Today the illegal wildlife trade is the world’s fourth largest form of internationally organized crime and African elephant ivory is a major part of that trade. Roughly 50 000 African elephants are now being killed each year from a population of fewer than 500 000 animals. Poaching is driving these iconic animals toward extinction.
In recent years colleagues have used DNA evidence to trace the origin of illegal ivory and thereby helping police. Knowing the primary areas where elephants are poached could help combat ivory trafficking at its source.
In the past DNA from elephant dung, tissue and hair collected across the African continent was used to map genetic signatures for regional populations. A new study by researchers of the University of Washington and Interpol uses different methods to extract DNA from ivory, allowing them to analyze seized contraband and determine the elephant's original population.
Africa is a huge continent, and poaching is occurring everywhere. When you look at it that way it seems like a daunting task to tackle this problem. But when you look at large ivory seizures, which represent 70 percent of illegal ivory by weight, you get a different picture.
The group used their method to analyze 28 large ivory seizures, each more than half a ton, made between 1996 and 2014. The samples include 61 percent of all large seizures made worldwide between 2012 and 2014.
The colleagues assigned the geographic origin of ivory seizures by statistically matching genotypes from savanna or forest elephants to a geographic-specific allele frequency map of 16 microsatellite DNA loci. All but one of the 28 seizures were concentrated in only four areas. Most seizures made since 2006 were concentrated in just two areas.

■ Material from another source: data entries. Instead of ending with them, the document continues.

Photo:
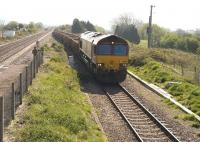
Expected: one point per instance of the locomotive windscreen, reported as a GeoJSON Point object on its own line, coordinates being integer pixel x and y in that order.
{"type": "Point", "coordinates": [107, 49]}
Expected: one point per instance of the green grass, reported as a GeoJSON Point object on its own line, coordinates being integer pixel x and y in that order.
{"type": "Point", "coordinates": [147, 65]}
{"type": "Point", "coordinates": [57, 111]}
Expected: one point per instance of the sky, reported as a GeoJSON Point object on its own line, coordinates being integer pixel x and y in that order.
{"type": "Point", "coordinates": [171, 14]}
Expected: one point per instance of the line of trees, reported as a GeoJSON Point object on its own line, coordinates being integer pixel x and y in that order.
{"type": "Point", "coordinates": [82, 26]}
{"type": "Point", "coordinates": [15, 26]}
{"type": "Point", "coordinates": [179, 39]}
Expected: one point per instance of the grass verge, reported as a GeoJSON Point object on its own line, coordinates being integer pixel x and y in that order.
{"type": "Point", "coordinates": [182, 89]}
{"type": "Point", "coordinates": [57, 111]}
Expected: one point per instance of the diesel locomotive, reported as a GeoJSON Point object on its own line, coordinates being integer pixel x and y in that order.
{"type": "Point", "coordinates": [105, 55]}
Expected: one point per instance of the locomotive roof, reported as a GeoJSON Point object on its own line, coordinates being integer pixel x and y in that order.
{"type": "Point", "coordinates": [97, 37]}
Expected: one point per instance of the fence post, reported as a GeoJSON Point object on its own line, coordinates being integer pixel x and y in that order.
{"type": "Point", "coordinates": [13, 101]}
{"type": "Point", "coordinates": [1, 117]}
{"type": "Point", "coordinates": [21, 88]}
{"type": "Point", "coordinates": [182, 71]}
{"type": "Point", "coordinates": [26, 78]}
{"type": "Point", "coordinates": [195, 74]}
{"type": "Point", "coordinates": [37, 65]}
{"type": "Point", "coordinates": [174, 62]}
{"type": "Point", "coordinates": [31, 73]}
{"type": "Point", "coordinates": [34, 60]}
{"type": "Point", "coordinates": [42, 52]}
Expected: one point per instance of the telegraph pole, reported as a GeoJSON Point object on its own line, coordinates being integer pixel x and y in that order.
{"type": "Point", "coordinates": [149, 29]}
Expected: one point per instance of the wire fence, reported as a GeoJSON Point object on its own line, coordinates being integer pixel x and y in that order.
{"type": "Point", "coordinates": [11, 95]}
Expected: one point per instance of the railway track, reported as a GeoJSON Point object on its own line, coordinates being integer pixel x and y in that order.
{"type": "Point", "coordinates": [145, 126]}
{"type": "Point", "coordinates": [8, 50]}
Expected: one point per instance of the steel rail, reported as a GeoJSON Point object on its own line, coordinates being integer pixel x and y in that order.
{"type": "Point", "coordinates": [165, 130]}
{"type": "Point", "coordinates": [153, 118]}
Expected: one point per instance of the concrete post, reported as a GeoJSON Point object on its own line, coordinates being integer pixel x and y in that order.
{"type": "Point", "coordinates": [1, 117]}
{"type": "Point", "coordinates": [13, 102]}
{"type": "Point", "coordinates": [21, 88]}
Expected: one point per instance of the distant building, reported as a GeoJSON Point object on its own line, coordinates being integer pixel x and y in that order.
{"type": "Point", "coordinates": [8, 34]}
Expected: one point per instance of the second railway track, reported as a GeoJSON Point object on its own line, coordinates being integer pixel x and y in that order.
{"type": "Point", "coordinates": [6, 51]}
{"type": "Point", "coordinates": [145, 126]}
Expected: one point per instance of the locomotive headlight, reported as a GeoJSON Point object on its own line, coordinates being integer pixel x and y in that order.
{"type": "Point", "coordinates": [123, 65]}
{"type": "Point", "coordinates": [99, 65]}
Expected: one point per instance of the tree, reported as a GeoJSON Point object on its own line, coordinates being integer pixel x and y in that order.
{"type": "Point", "coordinates": [125, 26]}
{"type": "Point", "coordinates": [192, 44]}
{"type": "Point", "coordinates": [13, 25]}
{"type": "Point", "coordinates": [128, 32]}
{"type": "Point", "coordinates": [127, 19]}
{"type": "Point", "coordinates": [76, 26]}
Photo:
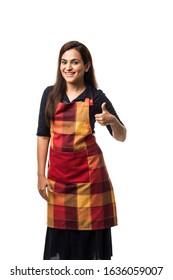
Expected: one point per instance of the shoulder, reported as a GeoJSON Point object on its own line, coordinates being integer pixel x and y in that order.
{"type": "Point", "coordinates": [97, 93]}
{"type": "Point", "coordinates": [47, 91]}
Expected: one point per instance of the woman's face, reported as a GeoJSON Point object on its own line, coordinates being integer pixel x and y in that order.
{"type": "Point", "coordinates": [72, 67]}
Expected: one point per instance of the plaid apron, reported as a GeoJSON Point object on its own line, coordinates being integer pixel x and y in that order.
{"type": "Point", "coordinates": [82, 197]}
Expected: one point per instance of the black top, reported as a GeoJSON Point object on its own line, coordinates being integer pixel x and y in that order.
{"type": "Point", "coordinates": [98, 98]}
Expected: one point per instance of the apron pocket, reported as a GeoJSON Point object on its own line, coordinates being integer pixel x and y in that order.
{"type": "Point", "coordinates": [68, 167]}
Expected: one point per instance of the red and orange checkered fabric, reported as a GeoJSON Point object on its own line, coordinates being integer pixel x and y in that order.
{"type": "Point", "coordinates": [82, 197]}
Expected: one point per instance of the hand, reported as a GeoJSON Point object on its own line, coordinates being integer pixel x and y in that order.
{"type": "Point", "coordinates": [43, 183]}
{"type": "Point", "coordinates": [105, 118]}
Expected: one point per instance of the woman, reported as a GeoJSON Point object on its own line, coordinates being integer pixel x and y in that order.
{"type": "Point", "coordinates": [77, 187]}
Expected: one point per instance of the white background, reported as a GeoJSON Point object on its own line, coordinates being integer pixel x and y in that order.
{"type": "Point", "coordinates": [131, 43]}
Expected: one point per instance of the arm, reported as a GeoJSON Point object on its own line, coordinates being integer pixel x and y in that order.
{"type": "Point", "coordinates": [105, 118]}
{"type": "Point", "coordinates": [42, 150]}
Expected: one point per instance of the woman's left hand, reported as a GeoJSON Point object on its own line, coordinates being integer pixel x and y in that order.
{"type": "Point", "coordinates": [105, 118]}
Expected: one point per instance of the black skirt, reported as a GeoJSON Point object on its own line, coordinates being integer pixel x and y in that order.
{"type": "Point", "coordinates": [78, 244]}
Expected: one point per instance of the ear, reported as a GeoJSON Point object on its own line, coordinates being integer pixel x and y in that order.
{"type": "Point", "coordinates": [87, 66]}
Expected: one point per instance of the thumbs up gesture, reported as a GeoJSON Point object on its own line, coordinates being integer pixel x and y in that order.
{"type": "Point", "coordinates": [105, 118]}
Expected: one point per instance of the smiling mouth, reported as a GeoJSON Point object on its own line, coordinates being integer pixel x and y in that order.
{"type": "Point", "coordinates": [69, 73]}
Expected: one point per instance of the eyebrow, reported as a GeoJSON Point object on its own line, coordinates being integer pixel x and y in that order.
{"type": "Point", "coordinates": [70, 59]}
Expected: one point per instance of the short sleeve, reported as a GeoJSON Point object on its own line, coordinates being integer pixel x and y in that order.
{"type": "Point", "coordinates": [43, 129]}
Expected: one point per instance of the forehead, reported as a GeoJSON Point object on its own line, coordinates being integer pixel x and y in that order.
{"type": "Point", "coordinates": [71, 54]}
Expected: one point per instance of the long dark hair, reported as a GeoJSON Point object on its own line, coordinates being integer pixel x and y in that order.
{"type": "Point", "coordinates": [59, 87]}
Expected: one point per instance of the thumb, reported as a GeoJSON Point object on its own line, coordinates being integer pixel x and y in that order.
{"type": "Point", "coordinates": [49, 186]}
{"type": "Point", "coordinates": [104, 107]}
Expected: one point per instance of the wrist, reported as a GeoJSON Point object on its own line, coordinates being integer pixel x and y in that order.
{"type": "Point", "coordinates": [40, 174]}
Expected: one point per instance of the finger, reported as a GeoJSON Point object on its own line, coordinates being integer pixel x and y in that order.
{"type": "Point", "coordinates": [44, 194]}
{"type": "Point", "coordinates": [104, 107]}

The investigations also show a shift in poaching hotspots beginning in 2006. During the earlier years, 1996-2005, most forest elephant ivory analyzed was assigned to the eastern Democratic Republic of Congo, but none of the forest elephant samples after 2005 came from that area. Two seizures of savanna elephant ivory, in 2002 and 2007, came from Zambia, but the country was not represented in any of the samples after 2007.
Recent efforts to curb trafficking have focused on curbing demand, but those seem painfully slow.
When you're losing a tenth of the population a year, you have to do something more urgent -- nail down where the major killing is happening and stop it at the source. Hopefully our results will force the primary source countries to accept more responsibility for their part in this illegal trade, encourage the international community to work closely with these countries to contain the poaching, and these actions will choke the criminal networks that enable this transnational organized crime to operate.